Stress-tolerant plants contain more tocopherol (Szarka et al. 2012). Tocopherol is essential for several processes, including the transfer of photoassimilates and plant defense (Falk and Munne-Bosch 2010). It also regulates gene expression in signal transduction pathways. Plants usually contain the antioxidant tocopherol, which eliminates additional ROS and singlet oxygen species (Foyer et al. 2005). While tocopherol has an important role in severe stress conditions, other antioxidants play a role in moderate stress conditions (Havaux et al. 2005). Tocopherol’s capacity to transfer phenolic hydrogen to free radicals underlies its antioxidant action. Among tocopherol isomers, the most powerful antioxidants α-tocopherol and δ-tocopherol have the least antioxidant activity. Other β- and γ-tocopherols have moderate antioxidant capacity (Kamal-Eldin and Appelqvist 1996; Evans et al. 2002). Tocopherol provides the stability of the structure of cell membranes by removing lipid peroxyl radicals from the plant (Liebler 1993). In our research, it was discovered that α-tocopherol lessens the harmful effects of UV-B on the parameters of the tissue culture that were examined. Munné-Bosch et al. (1999) reported that α-tocopherol reduces the negative effects of stress factors. It is thought that this effect of α-tocopherol is due to its ion balance and cell membrane stability, as well as its antioxidant properties against ROS that damage DNA, protein, and membrane lipids. There are many studies showing that α-tocopherol inhibits lipid peroxidation (Kapoor et al. 2015). Abbasi et al. (2009) determined that tocopherol deficiency increases peroxidation of lipids in transgenic tobacco leaves.

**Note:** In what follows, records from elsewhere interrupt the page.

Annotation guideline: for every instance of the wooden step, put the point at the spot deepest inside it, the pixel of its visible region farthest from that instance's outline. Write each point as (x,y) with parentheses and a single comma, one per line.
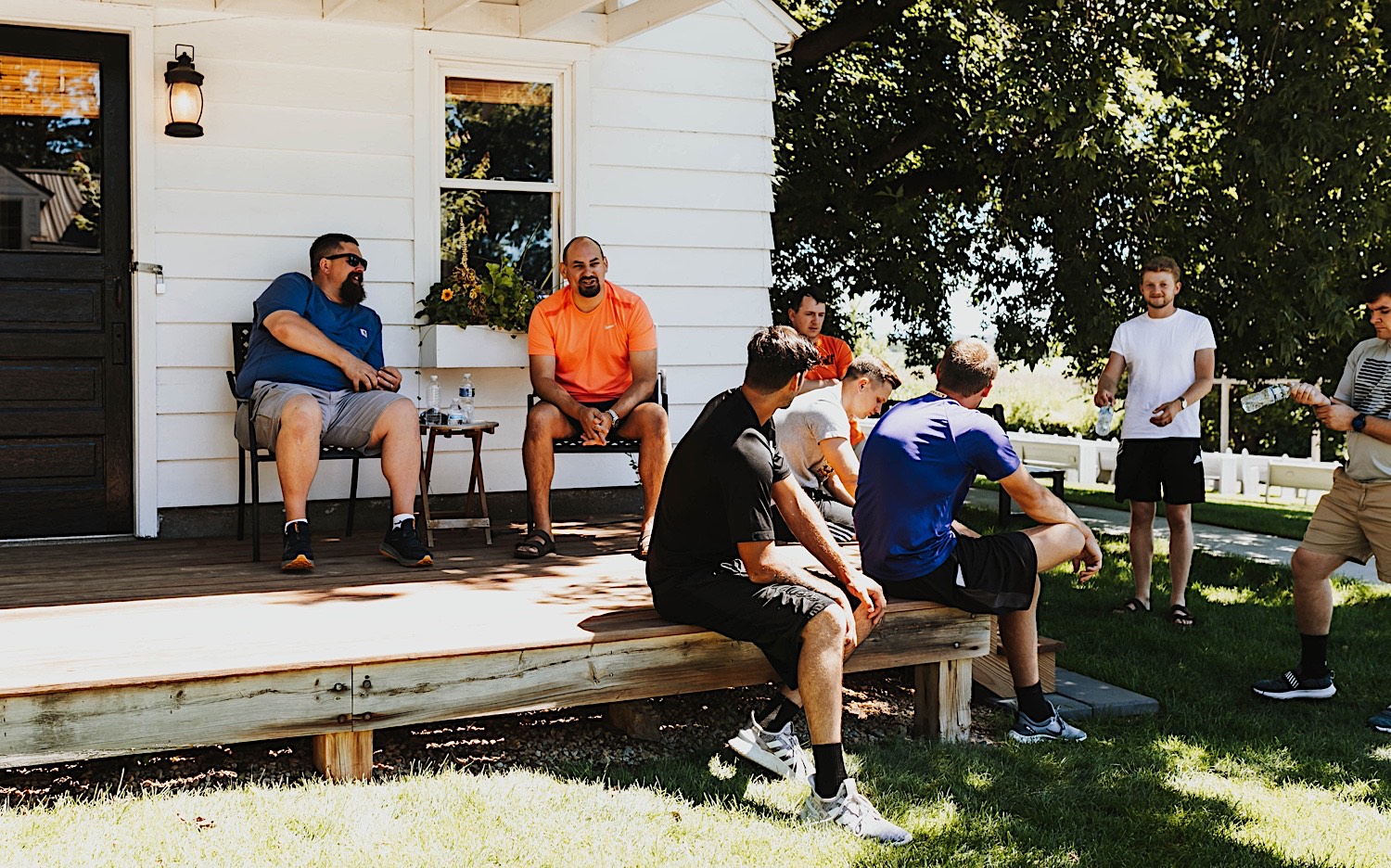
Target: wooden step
(992,670)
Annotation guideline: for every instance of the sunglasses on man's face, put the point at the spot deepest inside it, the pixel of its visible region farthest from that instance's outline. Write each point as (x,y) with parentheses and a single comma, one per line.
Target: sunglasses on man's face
(353,261)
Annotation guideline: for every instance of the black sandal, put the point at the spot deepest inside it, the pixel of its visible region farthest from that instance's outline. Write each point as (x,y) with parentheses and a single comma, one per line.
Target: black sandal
(1180,617)
(1131,606)
(536,544)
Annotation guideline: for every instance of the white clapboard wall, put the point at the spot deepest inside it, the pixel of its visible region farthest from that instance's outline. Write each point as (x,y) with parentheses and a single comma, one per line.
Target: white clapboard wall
(311,128)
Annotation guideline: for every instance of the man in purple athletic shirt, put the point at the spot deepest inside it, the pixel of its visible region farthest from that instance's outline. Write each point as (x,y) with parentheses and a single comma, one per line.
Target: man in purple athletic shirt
(914,473)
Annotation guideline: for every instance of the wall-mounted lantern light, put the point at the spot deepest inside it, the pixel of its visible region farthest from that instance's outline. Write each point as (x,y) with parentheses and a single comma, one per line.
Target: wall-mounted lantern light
(185,95)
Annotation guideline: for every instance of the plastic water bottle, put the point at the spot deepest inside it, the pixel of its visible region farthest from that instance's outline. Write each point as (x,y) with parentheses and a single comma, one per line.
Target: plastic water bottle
(456,417)
(1265,397)
(466,394)
(433,401)
(1104,417)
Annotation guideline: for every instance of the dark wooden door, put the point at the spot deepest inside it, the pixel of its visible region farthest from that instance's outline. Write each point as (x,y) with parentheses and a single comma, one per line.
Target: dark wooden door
(66,414)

Carletti et al. (2003) reported that α-tocopherol in maize exposed to UV-B stress reduced the production of ROS resulting from this stress. On the other hand, Sattler et al. (2006) also reported that tocopherol regulates the expression of genes involved in lipid peroxidation.
Conclusion
UV-B radiation plays a crucial role in plant growth and development, but excessive exposure can have negative impacts on plants and ecosystems. While plants need UV-B radiation for essential processes like photosynthesis and pigment synthesis, high levels of UV-B radiation can cause damage to DNA, reduce plant growth and productivity, and even lead to plant death. Development of UV-resistant crop varieties can help to mitigate the negative impacts of UV-B radiation on plants. Therefore, it is vital to understand and manage the ecological and global impacts of UV-B radiation on plants. Plant tissue culture is useful for investigating the multiple products of plants, as well as for monitoring their reaction to stress conditions and selecting tolerant species. The effect of UV-B stress on some tissue culture parameters (CRGR, ECF, REC, and PN) related to mature embryo-induced somatic embryogenesis in wheat was evaluated. These parameters decreased with increasing UV-B exposure time. Furthermore, α-tocopherol concentrations of 50 and 100 mg/l have an adaptive effect on plants growing under UV-B stress, and its use can be advised to prevent the detrimental effects of UV-B. The results of the study have shown that in vitro conditions may also be a guide as an alternative to traditional methods in determining UV-B-tolerant genotypes in wheat.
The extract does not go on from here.